Gunner Safron, the Urban Marketer at Interscope said himself before the release that the song had "viral potential" and implied that feeding and encouraging the song to the demographic who are taking on this challenge naturally encourages the association of the song.*** So this begs the question, are these types of challenges created as marketing techniques or subtly turned into one?
The idea that these challenges can be originated for the sake of music sales can be quite off putting to a lot of people.

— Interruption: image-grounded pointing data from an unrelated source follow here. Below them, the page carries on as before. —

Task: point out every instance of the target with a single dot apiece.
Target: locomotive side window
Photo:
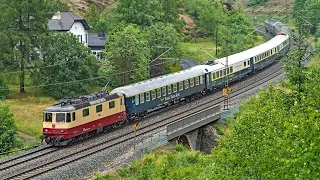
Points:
(175, 87)
(191, 82)
(141, 98)
(147, 96)
(68, 117)
(169, 89)
(158, 93)
(60, 117)
(73, 116)
(180, 86)
(164, 91)
(47, 117)
(186, 84)
(85, 112)
(99, 108)
(153, 92)
(197, 79)
(112, 104)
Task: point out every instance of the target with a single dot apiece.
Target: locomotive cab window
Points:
(85, 112)
(112, 104)
(99, 108)
(47, 117)
(153, 93)
(60, 117)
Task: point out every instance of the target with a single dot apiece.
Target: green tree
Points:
(7, 129)
(22, 22)
(93, 16)
(126, 56)
(71, 61)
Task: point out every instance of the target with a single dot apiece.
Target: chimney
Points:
(101, 35)
(58, 15)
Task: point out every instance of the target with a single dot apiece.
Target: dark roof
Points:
(94, 40)
(66, 22)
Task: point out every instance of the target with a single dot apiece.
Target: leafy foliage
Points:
(7, 129)
(4, 90)
(70, 61)
(256, 2)
(126, 56)
(21, 24)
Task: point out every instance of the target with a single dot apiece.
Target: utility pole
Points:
(226, 88)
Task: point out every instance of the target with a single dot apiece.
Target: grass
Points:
(193, 49)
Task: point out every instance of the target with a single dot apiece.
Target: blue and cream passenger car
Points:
(145, 95)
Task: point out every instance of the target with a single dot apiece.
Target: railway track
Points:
(31, 172)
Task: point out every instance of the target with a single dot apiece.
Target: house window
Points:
(112, 104)
(175, 87)
(147, 96)
(99, 108)
(191, 82)
(169, 89)
(180, 86)
(85, 112)
(186, 84)
(158, 93)
(141, 98)
(164, 91)
(153, 92)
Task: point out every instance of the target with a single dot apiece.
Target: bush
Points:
(4, 90)
(7, 129)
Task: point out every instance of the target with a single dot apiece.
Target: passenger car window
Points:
(153, 92)
(169, 89)
(47, 117)
(99, 108)
(158, 93)
(148, 96)
(180, 86)
(73, 116)
(68, 117)
(191, 82)
(175, 87)
(164, 91)
(141, 98)
(85, 112)
(186, 84)
(60, 117)
(112, 104)
(197, 80)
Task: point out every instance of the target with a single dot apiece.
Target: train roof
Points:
(238, 57)
(161, 81)
(68, 105)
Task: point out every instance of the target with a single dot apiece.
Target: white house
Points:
(69, 22)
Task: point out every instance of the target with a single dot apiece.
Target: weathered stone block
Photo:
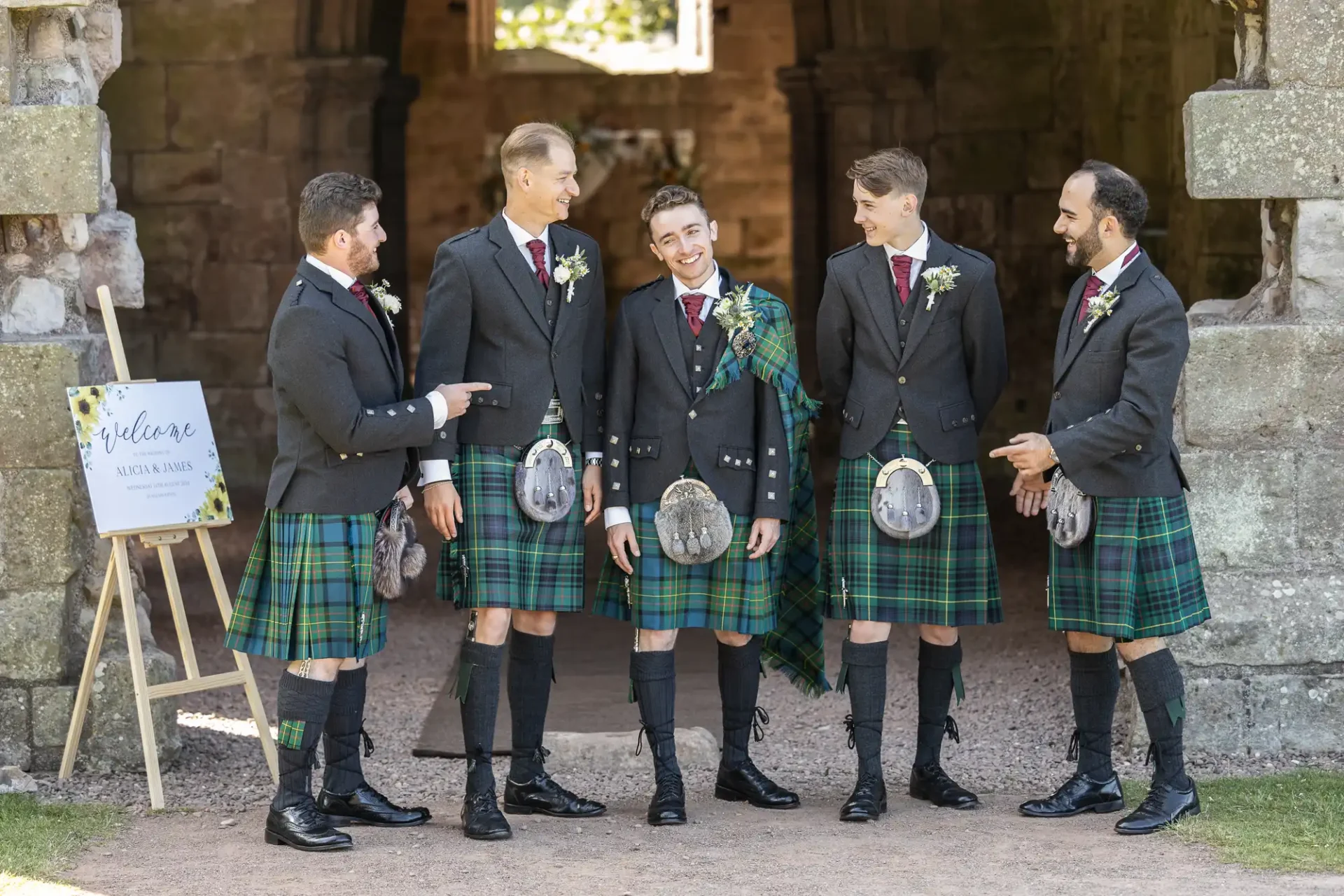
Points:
(52, 159)
(1268, 620)
(1307, 43)
(1241, 507)
(51, 710)
(14, 727)
(1249, 144)
(35, 514)
(33, 625)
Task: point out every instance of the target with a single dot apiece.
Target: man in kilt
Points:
(344, 440)
(1136, 578)
(521, 305)
(672, 415)
(910, 344)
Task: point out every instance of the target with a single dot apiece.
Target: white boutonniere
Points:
(939, 281)
(391, 304)
(1100, 307)
(737, 316)
(569, 270)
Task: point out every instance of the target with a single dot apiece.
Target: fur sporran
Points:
(694, 526)
(905, 501)
(397, 556)
(1070, 512)
(543, 481)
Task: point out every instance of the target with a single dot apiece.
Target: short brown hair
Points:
(531, 144)
(891, 169)
(331, 202)
(667, 198)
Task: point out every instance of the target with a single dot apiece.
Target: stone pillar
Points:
(1261, 414)
(61, 237)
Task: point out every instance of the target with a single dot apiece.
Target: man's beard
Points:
(1085, 248)
(362, 260)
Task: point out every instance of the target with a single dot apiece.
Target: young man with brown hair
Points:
(521, 305)
(344, 449)
(910, 344)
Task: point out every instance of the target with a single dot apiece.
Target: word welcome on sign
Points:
(148, 456)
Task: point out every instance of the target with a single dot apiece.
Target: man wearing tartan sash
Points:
(1136, 578)
(686, 402)
(910, 344)
(518, 304)
(344, 448)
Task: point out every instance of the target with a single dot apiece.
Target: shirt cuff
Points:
(440, 406)
(435, 472)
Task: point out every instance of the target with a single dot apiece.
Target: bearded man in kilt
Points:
(521, 305)
(676, 412)
(1136, 578)
(910, 344)
(344, 449)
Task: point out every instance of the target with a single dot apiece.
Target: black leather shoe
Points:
(1077, 796)
(304, 828)
(482, 817)
(546, 797)
(867, 802)
(368, 806)
(748, 783)
(668, 805)
(1164, 805)
(933, 783)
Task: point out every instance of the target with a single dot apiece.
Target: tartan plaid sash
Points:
(794, 647)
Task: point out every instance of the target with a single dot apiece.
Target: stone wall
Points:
(61, 237)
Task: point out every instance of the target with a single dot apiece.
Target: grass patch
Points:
(42, 839)
(1282, 822)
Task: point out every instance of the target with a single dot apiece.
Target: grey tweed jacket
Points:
(1110, 415)
(343, 431)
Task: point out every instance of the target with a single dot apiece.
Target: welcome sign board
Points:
(150, 456)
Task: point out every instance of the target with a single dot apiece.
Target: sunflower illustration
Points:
(85, 403)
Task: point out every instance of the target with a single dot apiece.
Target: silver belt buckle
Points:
(554, 413)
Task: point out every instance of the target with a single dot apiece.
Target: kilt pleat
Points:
(503, 558)
(308, 590)
(732, 594)
(948, 577)
(1136, 577)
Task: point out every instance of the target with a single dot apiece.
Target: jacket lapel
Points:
(1126, 279)
(878, 289)
(519, 273)
(940, 253)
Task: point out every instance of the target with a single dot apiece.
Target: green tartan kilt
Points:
(730, 594)
(502, 558)
(308, 590)
(1136, 577)
(948, 577)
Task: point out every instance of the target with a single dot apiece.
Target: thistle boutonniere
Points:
(382, 292)
(939, 281)
(569, 270)
(737, 316)
(1100, 307)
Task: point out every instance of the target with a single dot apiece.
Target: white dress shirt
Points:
(918, 254)
(344, 280)
(710, 289)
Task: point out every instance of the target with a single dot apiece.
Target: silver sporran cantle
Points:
(543, 481)
(694, 526)
(905, 500)
(1070, 512)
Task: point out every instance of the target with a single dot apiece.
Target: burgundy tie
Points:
(901, 270)
(694, 302)
(538, 250)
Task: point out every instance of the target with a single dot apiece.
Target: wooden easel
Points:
(118, 567)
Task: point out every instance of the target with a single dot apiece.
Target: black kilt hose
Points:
(502, 558)
(948, 577)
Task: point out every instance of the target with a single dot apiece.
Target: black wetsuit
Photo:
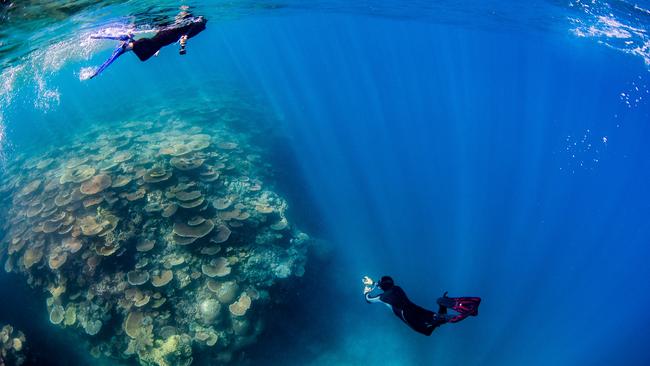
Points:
(418, 318)
(146, 47)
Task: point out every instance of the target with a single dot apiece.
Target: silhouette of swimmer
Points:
(185, 28)
(419, 319)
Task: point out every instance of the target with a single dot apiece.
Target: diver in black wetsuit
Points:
(419, 319)
(186, 27)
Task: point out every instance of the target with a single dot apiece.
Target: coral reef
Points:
(156, 240)
(12, 346)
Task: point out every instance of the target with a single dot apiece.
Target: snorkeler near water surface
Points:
(419, 319)
(186, 27)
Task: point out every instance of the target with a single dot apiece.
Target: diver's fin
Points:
(123, 37)
(117, 53)
(465, 306)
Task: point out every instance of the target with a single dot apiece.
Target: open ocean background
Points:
(495, 149)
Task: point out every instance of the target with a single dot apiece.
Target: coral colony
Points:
(157, 241)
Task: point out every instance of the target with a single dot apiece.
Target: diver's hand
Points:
(367, 281)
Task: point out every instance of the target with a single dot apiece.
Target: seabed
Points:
(156, 239)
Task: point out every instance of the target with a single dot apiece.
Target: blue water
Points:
(472, 156)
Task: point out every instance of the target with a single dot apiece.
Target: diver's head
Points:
(386, 283)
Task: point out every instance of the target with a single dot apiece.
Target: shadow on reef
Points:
(26, 312)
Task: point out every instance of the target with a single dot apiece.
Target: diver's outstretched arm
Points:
(117, 53)
(368, 294)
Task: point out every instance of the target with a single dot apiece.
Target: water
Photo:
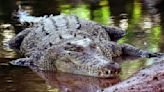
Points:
(145, 31)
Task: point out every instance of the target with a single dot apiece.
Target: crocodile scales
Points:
(69, 44)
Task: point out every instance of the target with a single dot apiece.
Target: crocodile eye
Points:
(74, 48)
(107, 72)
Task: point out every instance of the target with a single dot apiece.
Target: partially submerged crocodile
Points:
(150, 79)
(70, 44)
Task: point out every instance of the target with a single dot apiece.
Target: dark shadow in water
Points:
(65, 82)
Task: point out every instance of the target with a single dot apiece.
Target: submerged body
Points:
(69, 44)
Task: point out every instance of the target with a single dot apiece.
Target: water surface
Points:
(144, 30)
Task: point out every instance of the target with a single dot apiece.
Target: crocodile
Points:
(69, 44)
(148, 79)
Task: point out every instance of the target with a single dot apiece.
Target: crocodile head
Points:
(83, 57)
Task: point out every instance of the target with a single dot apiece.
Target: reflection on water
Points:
(145, 31)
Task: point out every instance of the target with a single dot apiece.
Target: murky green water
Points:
(145, 31)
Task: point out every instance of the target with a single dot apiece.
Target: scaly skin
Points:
(72, 45)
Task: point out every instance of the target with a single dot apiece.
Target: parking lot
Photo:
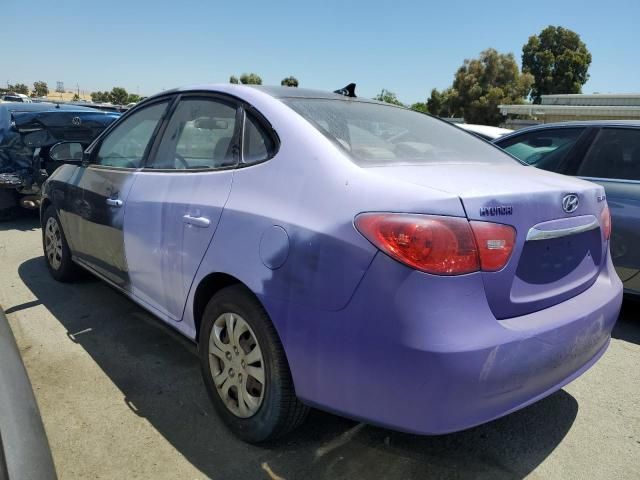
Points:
(121, 397)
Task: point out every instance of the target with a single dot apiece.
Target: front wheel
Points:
(245, 369)
(56, 250)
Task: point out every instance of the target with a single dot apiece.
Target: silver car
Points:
(602, 151)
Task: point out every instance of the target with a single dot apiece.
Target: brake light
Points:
(439, 245)
(495, 244)
(605, 222)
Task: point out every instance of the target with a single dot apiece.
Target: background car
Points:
(16, 97)
(27, 132)
(342, 253)
(603, 151)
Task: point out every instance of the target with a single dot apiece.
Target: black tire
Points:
(280, 411)
(66, 270)
(8, 204)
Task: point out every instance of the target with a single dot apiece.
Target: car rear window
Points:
(376, 134)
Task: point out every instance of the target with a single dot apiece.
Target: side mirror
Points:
(67, 152)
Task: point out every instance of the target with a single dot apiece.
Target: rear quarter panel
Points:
(623, 197)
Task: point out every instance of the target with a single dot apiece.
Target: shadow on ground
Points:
(157, 372)
(628, 326)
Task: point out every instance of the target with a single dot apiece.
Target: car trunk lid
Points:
(557, 254)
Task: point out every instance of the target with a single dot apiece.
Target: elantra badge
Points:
(570, 203)
(493, 211)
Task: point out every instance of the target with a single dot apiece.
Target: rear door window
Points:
(614, 154)
(546, 149)
(200, 135)
(126, 145)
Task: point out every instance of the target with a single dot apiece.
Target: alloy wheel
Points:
(237, 365)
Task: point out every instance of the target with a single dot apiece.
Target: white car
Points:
(484, 131)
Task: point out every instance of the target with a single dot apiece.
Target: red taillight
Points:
(605, 222)
(495, 244)
(440, 245)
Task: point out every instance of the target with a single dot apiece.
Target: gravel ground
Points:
(121, 397)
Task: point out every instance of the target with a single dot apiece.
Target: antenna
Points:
(348, 91)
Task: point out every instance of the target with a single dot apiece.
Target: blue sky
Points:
(406, 47)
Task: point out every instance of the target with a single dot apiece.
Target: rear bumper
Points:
(427, 356)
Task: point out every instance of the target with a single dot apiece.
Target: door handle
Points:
(114, 202)
(201, 222)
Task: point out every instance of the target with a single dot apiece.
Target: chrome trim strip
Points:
(535, 234)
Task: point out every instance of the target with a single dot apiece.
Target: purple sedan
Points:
(340, 253)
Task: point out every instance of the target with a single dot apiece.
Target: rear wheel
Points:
(245, 369)
(56, 250)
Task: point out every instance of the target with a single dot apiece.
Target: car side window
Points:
(546, 149)
(614, 154)
(200, 134)
(127, 143)
(258, 145)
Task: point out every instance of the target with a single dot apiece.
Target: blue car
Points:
(340, 253)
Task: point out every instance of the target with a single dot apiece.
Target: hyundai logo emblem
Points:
(570, 203)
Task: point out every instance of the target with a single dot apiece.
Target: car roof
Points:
(277, 92)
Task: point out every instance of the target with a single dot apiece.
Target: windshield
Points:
(378, 134)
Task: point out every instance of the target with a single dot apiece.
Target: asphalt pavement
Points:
(121, 397)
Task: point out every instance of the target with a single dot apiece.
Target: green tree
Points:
(250, 79)
(483, 83)
(558, 60)
(388, 97)
(19, 88)
(444, 103)
(289, 82)
(40, 89)
(118, 96)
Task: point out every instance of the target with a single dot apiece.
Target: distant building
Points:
(559, 108)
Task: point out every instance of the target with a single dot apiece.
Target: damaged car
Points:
(27, 132)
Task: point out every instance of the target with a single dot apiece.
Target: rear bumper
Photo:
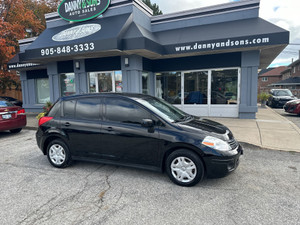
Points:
(221, 166)
(12, 124)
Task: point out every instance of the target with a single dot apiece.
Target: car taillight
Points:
(21, 112)
(44, 120)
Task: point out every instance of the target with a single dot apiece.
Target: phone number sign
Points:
(68, 49)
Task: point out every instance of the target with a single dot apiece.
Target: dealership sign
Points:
(81, 10)
(77, 32)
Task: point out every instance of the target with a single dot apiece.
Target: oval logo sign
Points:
(81, 10)
(77, 32)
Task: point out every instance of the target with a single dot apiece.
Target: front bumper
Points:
(220, 166)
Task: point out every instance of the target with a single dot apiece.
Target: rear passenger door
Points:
(124, 139)
(81, 123)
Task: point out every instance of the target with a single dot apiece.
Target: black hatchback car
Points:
(139, 131)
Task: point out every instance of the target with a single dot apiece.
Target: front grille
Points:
(233, 143)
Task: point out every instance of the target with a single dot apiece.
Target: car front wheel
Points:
(58, 154)
(14, 131)
(184, 168)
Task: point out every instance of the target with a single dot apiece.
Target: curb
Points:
(293, 125)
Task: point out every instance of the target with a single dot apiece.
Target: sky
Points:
(283, 13)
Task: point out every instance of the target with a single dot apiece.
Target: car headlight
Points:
(216, 143)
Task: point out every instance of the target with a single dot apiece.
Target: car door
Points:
(124, 139)
(82, 125)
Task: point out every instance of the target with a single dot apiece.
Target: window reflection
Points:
(67, 84)
(195, 87)
(224, 86)
(105, 81)
(168, 87)
(145, 82)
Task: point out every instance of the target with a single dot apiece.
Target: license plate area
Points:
(6, 116)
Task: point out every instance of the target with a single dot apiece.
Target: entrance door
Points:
(224, 93)
(195, 96)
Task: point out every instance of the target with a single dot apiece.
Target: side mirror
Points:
(147, 123)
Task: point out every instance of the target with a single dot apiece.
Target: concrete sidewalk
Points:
(269, 130)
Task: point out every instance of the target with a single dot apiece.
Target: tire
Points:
(14, 131)
(184, 168)
(59, 154)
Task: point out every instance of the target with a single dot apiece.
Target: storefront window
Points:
(118, 81)
(42, 90)
(67, 84)
(168, 87)
(195, 87)
(224, 86)
(145, 82)
(103, 81)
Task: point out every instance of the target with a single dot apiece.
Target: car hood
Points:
(285, 97)
(206, 127)
(9, 109)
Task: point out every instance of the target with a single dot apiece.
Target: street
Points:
(265, 189)
(291, 117)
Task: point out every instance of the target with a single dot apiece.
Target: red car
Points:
(292, 106)
(12, 117)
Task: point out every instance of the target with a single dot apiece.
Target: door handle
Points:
(67, 124)
(109, 129)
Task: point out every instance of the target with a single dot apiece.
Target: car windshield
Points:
(283, 93)
(4, 103)
(164, 109)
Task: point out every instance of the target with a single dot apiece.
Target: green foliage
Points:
(154, 7)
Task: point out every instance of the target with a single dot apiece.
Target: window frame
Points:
(36, 90)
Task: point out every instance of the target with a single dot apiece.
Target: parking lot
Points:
(265, 189)
(291, 117)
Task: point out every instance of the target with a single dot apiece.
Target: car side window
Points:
(88, 109)
(69, 109)
(55, 110)
(119, 110)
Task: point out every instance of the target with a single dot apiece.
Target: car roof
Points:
(108, 94)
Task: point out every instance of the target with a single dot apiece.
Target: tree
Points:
(154, 7)
(19, 19)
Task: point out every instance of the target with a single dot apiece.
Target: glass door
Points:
(195, 95)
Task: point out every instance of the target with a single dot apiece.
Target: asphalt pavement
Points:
(265, 189)
(272, 129)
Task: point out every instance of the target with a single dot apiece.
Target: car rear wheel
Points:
(58, 154)
(14, 131)
(184, 168)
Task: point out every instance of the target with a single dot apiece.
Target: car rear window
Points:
(4, 103)
(69, 109)
(88, 109)
(55, 110)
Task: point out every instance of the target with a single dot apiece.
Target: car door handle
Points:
(109, 129)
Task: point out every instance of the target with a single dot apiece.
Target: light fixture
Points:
(77, 65)
(126, 61)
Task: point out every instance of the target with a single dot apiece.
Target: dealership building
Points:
(204, 61)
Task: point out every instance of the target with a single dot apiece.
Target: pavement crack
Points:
(260, 136)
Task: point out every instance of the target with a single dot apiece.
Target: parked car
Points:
(292, 107)
(279, 97)
(13, 100)
(12, 117)
(139, 131)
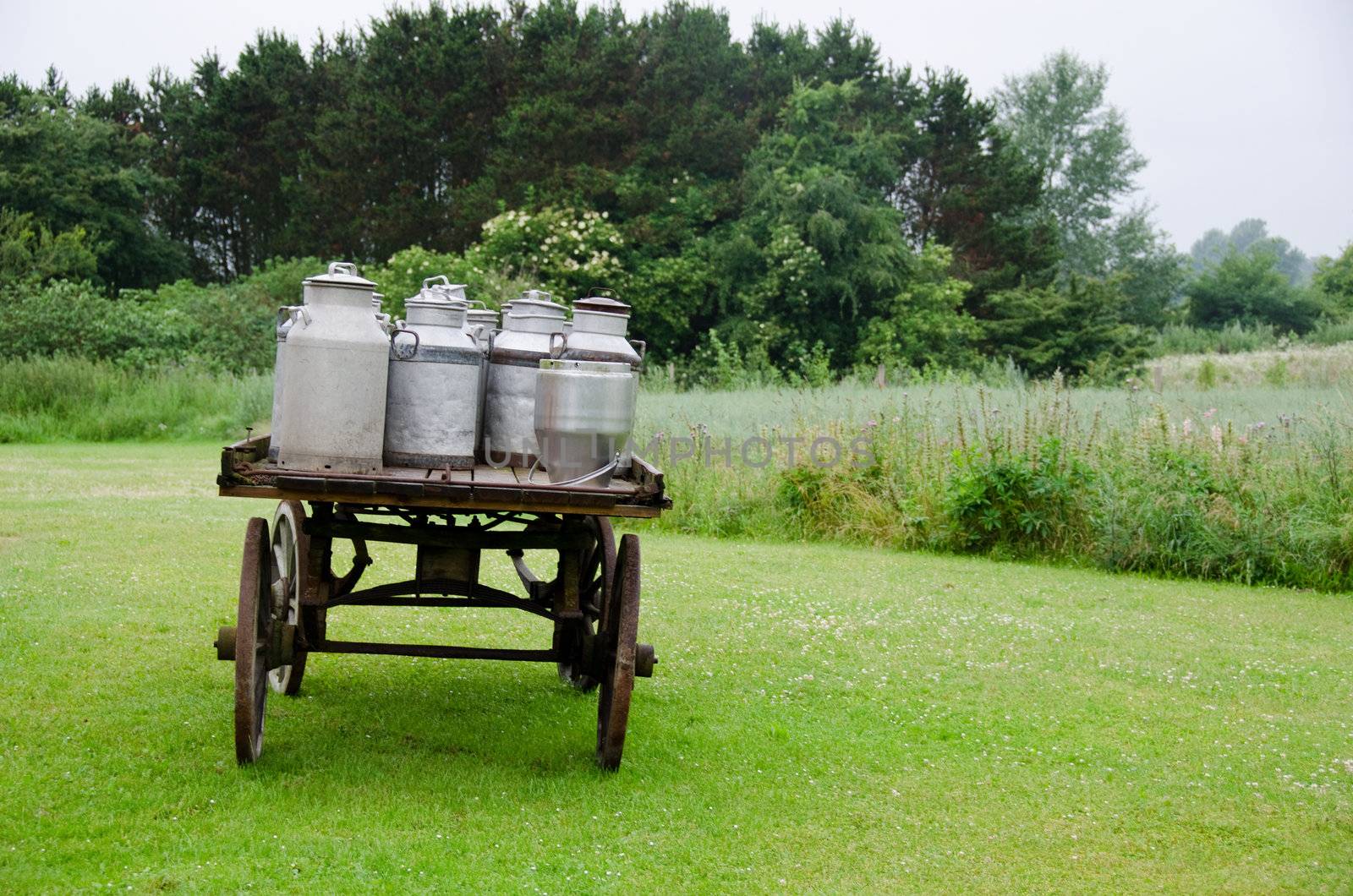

As with most challenges, there is a segment of the population that struggles to find the point or the fun within these new-found crazes. With the Ice Bucket Challenge, the point was to get people involved to raise awareness and donations for the ALS charity and to generate awareness for Motor Neurone Disease and so it is perfectly understandable that this becomes viral. However, with the other challenges there is absolutely no point to them other than the fact that everyone had fun in the end! Sure, there's nothing wrong with that, but the lack of the feeling of achievement is off putting to some.
Additionally, some people find that as soon as something goes viral it gets completely exhausted. Scrolling past the same challenge attempted by all of your friends can be quite repetitious, eventually making social media feeds boring and the content becomes uninspired; this usually being the primary reason these types of challenges die out.
Despite all of this, it is clear that people have really been able to get inventive with their responses to challenges. The list of where mannequin challenges have been filmed and the different scenarios that have been depicted is almost never ending. It seems that we have really hit a creative age and whereas some people can't bring themselves to get on board with a challenge like this, it is a way for many others to express themselves. There have been some really difficult looking scenarios created and these things really can take a lot of effort and skill and quite often teamwork, which is something you don't realise until you attempt one yourself!
With all the bad news that 2016 brought us, despite what some naysayers may think, there's nothing wrong with having a bit of light-hearted fun for the world to get involved with. I'm sure we'd all be a lot more happy to either be getting involved with or watching these new challenges than to see some tragic political news after all!
It's hard to guess what the next challenge that is going to go viral will be. There's no theme or pattern to what makes a craze, so don't be afraid to attempt any ideas of your own, no matter how ridiculous they may seem. That's usually what seems to make them work!